The ThyssenKrupp case has put a number of companies on alert since the failure to ensure safe working conditions in the plant led to a lethal accident and was construed as an imputed intention to cause harm to or the death of workers.

Impact on Insurance Coverage

If the ruling of the Turin Court in the ThyssenKrupp case is not overruled on appeal, it will have considerable impact on both corporate liability and corporate insurance risk.

Two conclusions emerge from the court’s finding that the chief executive of a company is liable for committing a crime with imputed intention: The special kind of psychological element known in Italian criminal law doctrine as “dolo eventuale” is something more than gross negligence or even willful misconduct and is comparable to a real intention to commit a crime. This intentional behavior of the legal representative can be attributed to the company given the theory of “immedesimazione organica.” In simple words, it is as if the company, through its legal representative, intentionally caused the harmful event by failing to take the necessary actions to provide the plant with new and functioning fire prevention and industrial safety equipment.

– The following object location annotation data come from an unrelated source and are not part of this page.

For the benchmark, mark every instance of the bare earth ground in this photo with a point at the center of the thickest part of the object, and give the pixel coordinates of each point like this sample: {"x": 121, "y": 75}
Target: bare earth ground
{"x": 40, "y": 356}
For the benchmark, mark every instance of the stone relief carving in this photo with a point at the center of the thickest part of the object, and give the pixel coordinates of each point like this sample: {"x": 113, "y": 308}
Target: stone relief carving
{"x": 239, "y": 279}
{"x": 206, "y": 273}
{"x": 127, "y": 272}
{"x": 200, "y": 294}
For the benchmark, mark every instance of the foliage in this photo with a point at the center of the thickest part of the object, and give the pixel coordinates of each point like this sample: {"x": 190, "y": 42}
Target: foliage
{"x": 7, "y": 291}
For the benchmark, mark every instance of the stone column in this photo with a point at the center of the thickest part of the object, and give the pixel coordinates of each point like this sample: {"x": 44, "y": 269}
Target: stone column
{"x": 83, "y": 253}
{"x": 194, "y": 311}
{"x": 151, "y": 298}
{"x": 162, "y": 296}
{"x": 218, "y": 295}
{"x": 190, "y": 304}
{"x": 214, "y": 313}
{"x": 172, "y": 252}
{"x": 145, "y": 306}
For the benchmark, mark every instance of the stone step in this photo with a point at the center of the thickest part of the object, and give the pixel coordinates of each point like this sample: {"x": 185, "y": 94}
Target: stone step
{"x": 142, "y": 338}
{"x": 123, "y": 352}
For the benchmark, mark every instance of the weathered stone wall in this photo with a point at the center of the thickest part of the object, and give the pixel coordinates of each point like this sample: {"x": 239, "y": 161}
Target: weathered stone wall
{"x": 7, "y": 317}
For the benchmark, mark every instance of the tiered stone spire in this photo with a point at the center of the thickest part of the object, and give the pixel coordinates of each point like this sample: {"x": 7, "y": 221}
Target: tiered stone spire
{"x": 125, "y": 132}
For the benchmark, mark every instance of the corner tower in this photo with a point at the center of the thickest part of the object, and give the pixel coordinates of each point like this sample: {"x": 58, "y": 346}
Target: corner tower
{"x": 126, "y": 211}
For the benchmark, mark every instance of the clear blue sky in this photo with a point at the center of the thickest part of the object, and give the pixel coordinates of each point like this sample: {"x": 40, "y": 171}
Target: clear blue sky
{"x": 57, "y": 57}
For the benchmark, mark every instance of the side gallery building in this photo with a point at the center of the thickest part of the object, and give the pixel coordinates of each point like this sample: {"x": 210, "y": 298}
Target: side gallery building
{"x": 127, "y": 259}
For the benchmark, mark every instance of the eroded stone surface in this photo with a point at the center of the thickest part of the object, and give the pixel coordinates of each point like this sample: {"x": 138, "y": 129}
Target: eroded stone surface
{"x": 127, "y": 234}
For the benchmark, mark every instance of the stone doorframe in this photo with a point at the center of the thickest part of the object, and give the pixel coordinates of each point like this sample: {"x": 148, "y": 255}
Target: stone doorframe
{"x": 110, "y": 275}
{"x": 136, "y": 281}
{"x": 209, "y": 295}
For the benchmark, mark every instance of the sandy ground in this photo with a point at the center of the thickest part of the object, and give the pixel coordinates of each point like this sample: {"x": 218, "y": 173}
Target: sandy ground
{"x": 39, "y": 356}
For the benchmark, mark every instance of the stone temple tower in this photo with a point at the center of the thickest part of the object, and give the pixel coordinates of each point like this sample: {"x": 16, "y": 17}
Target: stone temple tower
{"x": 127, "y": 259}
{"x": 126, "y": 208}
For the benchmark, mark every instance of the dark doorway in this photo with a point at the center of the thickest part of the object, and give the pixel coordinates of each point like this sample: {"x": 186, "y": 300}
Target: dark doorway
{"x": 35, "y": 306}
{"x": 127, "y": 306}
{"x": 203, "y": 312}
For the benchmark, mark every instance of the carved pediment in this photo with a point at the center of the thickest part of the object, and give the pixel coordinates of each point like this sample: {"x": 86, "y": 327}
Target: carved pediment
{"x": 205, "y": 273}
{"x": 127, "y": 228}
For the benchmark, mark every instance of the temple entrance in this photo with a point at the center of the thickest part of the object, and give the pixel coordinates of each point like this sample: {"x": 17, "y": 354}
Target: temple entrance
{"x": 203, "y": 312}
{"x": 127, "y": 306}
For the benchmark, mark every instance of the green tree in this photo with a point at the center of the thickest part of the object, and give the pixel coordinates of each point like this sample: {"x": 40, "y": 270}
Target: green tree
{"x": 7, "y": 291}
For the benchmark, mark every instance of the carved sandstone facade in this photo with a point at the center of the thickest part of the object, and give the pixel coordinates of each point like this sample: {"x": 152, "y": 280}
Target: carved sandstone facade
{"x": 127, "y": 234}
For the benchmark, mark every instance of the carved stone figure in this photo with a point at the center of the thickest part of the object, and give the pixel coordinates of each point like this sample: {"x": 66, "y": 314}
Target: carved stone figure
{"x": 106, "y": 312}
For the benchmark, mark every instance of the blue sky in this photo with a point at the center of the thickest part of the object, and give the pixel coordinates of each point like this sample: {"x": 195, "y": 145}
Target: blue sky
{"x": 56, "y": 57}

In this type of situation, insurers may wonder if damages resulting from a harmful event are still indemnifiable. According to Article 1900 of the Italian Civil Code, insurers are not obliged to pay any indemnity in cases where the insured party causes the loss intentionally. Since a chief executive’s intention in committing the crime is directly attributable to the company itself, insurers may have grounds for denying payment of an indemnity.


The court decision rendered in the ThyssenKrupp case must be carefully considered by companies that decide to do business in Italy along with their insurers.

Companies must try to put in place a solid system of fire and industrial injury prevention along with an adequate and effective compliance program to avoid the corporate liability stated in Legislative Decree 231/2011. Such compliance efforts would also help avoid possible involuntary violations of industrial safety rules.

Insurers should ensure that corporate clients doing business in Italy act in strict compliance with the relevant rules governing industrial safety and fire prevention and with the provisions of Legislative Decree 231/2001, which can be considered as prima facie evidence that the company is in control of managing industrial risks.